Format Specification
Preamble
# The preamble for sense inventories
@prefix : <http://joint.uni-mannheim.de/SENSE-INVENTORY-NAME/> .
@prefix rdf: <http://www.w3.org/1999/02/22-rdf-syntax-ns#> .
@prefix rdfs: <http://www.w3.org/2000/01/rdf-schema#> .
@prefix owl: <http://www.w3.org/2002/07/owl#> .
@prefix skos: <http://www.w3.org/2004/02/skos/core#> .

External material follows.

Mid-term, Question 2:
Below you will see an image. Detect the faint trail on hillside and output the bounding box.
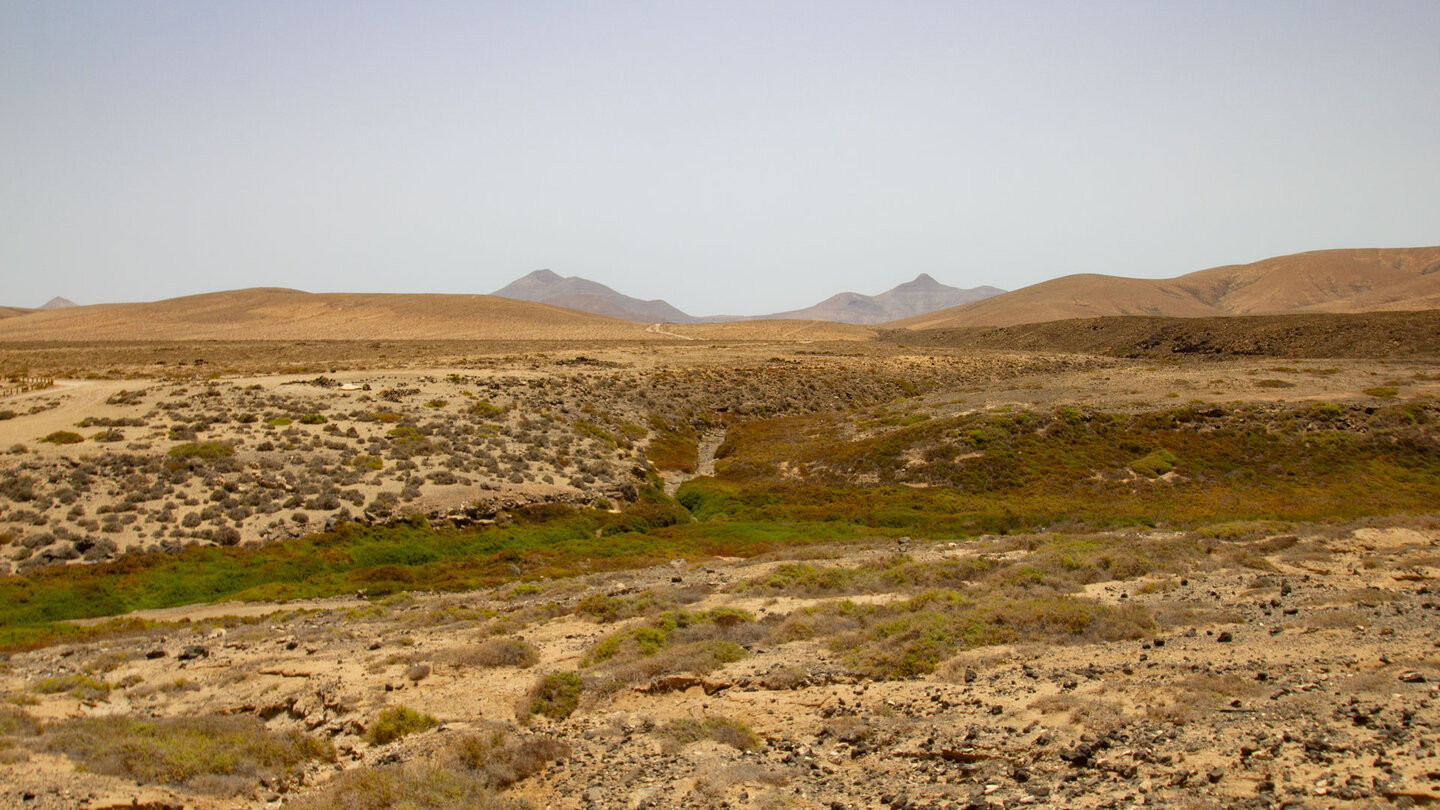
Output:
[645,323,698,340]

:hasCC a owl:DatatypeProperty .
Context Clue Entry
# sense "mouse#NN#0" context clues specification

:jmouse__NN_0  a owl:Class .
:jmouse__NN_0 :hasCC :jmouse__NN_0_cc .
:jmouse__NN_0_cc rdf:_1 :jmouse__NN_0_cc_1.
:jmouse__NN_0_cc_1
   rdfs:label "encode__VB__-prep_in" ;
   rdf:value 14453.82 .
:jmouse__NN_0_cc rdf:_2 :jmouse__NN_0_cc_2.
:jmouse__NN_0_cc_2
   rdfs:label "mollusk__NN__appos" ;
   rdf:value 9552.70 .
:jmouse__NN_0_cc rdf:_3 :jmouse__NN_0_cc_3.
:jmouse__NN_0_cc_3
   rdfs:label "passerine__NN__nn" ;
   rdf:value 2576.45 .
...
Format Specification
Preamble
# The preamble for sense inventories
@prefix joint: <http://joint.uni-mannheim.de/SENSE-INVENTORY-NAME/> .
@prefix rdf: <http://www.w3.org/1999/02/22-rdf-syntax-ns#> .
@prefix rdfs: <http://www.w3.org/2000/01/rdf-schema#> .
@prefix owl: <http://www.w3.org/2002/07/owl#> .
@prefix skos: <http://www.w3.org/2004/02/skos/core#> .
@prefix lemon: <http://lemon-model.net/lemon#> .
@prefix bn:    <http://babelnet.org/rdf/> . 
# sense "mouse#NN#0" and "mouse#NN#1" links to BabelNet

joint:jmouse__NN_0 skos:related bn:s00056119n .
joint:jmouse__NN_1 skos:related bn:s00021487n .

...

License

All the datasets are licensed under a Creative Commons Attribution 4.0 International (CC BY 4.0) license unless stated otherwise.